Phillip Borsos’ “The Grey Fox” eschews the conventions of the western in recounting Miner’s story. There’s no mythmaking at play here but rather a modest yet compelling character study of a simple man who opts for expedience over direction where his life is concerned. This 1982 sleeper, beautifully restored by Kino-Lorber and available for home streaming at musicboxtheatre.com, is a throwback to a formal classicism seldom seen in cinema today. Stripped down of all artifice, Borsos uses the Canadian location to great effect, the snowcapped mountains and dense forests giving the film a subtle sense of grandeur, a virgin territory brimming with possibilities, perfect for anyone looking to reinvent themselves. This is matched by the work of Richard Farnsworth in the titular role, a longtime bit player who finally got his chance in the spotlight, delivering a nuanced, poignant and moving performance.
Miner is a man adrift after having been released from prison after 33 years. Living with his sister and disapproving brother-in-law, toiling in a menial job, he searches for an alternative to his former line of work. However, he wanders into a moving picture show, sees Edwin S. Porter’s “The Great Train Robbery” and sees his future. Inspired, he decides to try his hand at this simple, risky vocation, yet stumbles his first time out, so much so that he decides to leave Oregon for Canada. He persists, takes on a partner (Wayne Robson) and becomes something of an expert at this distinct brand of vehicular thievery. He also meets Kate (Jackie Burroughs), a free-thinking photographer, and falls in love. Foolishly, he begins to think of settling down with her, just as the authorities start to close in.
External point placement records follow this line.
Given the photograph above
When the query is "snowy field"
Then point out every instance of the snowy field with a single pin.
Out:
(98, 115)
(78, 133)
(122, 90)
Farnsworth’s unassuming performance is a wonder to behold, a showcase of film acting at its finest. Having knocked around Hollywood in bit parts since 1937, the actor finally began getting supporting roles in the late ’70s. He managed to catch Borsos’ eye, and his casting of the actor couldn’t have been more apropos. The fact that Farnsworth was not an established star allows us to identify more readily with this modest man. Like any good film performer, he learned that less is often more on the big screen, conveying a well of emotions with a simple gesture or glance. Watch as he reacts to seeing a motion picture for the first time or the way he instinctively reaches out to caress a leaf from a fern while waiting in an office. These are instinctual reactions few actors master that allows them to create genuine characters. That he’s a charmer doesn’t hurt either, a quality the film itself possesses that makes it worth revisiting after all of these years.